As it turned out, there were no Indians, but only a single British officer, John Money of the 9th regiment, Burgoyne's deputy quartermaster. He had been leading a group of Indians, but when they seemed reluctant to fight the Americans, Money became impatient and ran ahead of them; it was his war cries that brought an end to the battle.

==Aftermath==
Back at the fort the Americans held a brief council. From a woman that the British had freed, they heard that 2,000 or more British troops under the command of General Phillips were rapidly advancing. Long's men, as they were nearly out of ammunition, withdrew toward Fort Edward, burning the stockaded fort. Both sides claimed victory in the battle, since the British had successfully stood their ground, and the Americans had very nearly forced them to surrender.
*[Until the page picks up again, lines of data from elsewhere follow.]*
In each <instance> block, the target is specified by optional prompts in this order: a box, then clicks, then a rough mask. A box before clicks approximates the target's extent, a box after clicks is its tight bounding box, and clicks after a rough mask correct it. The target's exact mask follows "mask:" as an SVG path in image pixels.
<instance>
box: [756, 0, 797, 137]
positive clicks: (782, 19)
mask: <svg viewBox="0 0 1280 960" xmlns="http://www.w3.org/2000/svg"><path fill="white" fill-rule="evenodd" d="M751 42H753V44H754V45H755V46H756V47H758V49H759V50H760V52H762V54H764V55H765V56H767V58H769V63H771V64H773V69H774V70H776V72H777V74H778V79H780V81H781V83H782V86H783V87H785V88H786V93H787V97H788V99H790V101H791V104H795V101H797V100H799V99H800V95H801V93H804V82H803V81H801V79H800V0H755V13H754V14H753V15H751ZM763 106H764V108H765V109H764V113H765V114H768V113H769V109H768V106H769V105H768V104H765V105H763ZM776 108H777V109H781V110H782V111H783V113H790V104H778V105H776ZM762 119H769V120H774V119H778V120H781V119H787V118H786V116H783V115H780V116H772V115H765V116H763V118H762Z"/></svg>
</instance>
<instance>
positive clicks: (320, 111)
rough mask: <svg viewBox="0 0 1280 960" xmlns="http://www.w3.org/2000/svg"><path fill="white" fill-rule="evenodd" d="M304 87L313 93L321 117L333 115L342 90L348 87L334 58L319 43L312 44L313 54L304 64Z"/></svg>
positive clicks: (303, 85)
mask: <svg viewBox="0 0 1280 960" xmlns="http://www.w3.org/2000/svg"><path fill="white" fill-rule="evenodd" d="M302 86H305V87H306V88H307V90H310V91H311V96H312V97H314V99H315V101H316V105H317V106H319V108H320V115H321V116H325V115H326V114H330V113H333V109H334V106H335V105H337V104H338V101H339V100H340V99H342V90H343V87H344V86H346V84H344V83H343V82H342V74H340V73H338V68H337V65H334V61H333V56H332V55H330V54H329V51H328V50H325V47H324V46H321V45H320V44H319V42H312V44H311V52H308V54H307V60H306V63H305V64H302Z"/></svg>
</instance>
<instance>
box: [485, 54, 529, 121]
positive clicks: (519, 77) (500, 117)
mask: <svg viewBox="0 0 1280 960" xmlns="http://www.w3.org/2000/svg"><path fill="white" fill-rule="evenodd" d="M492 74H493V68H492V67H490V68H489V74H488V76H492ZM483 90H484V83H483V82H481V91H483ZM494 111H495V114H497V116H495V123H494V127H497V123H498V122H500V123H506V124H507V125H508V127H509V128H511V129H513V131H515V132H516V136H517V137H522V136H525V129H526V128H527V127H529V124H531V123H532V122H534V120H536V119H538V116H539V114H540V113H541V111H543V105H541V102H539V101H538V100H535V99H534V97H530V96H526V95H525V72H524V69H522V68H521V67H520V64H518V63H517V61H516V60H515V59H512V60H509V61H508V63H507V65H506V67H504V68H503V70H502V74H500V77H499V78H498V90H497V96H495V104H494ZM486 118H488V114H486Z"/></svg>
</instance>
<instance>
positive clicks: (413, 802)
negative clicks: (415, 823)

Any American claim for victory was tempered by the fact that the force they had defeated was clearly the vanguard of a much larger British force.

A British officer recovered some regimental banners either during the engagement or after the American retreat from Fort Anne. It is widely claimed that one of the flags captured was a new design of American flag with thirteen red and white stripes and a constellation of stars, which would represent the earliest known use of the stars and stripes motif. However, the story is likely untrue, as the time needed for news of the flag design approved by Congress to travel, followed by construction of such a flag and then its delivery to such a remote location, renders the story implausible, and the flags that are known to have been recovered bear no resemblance to the US flag.

==Battlefield preservation==
The American Battlefield Trust and its partners have acquired and preserved 160 acres of the battlefield.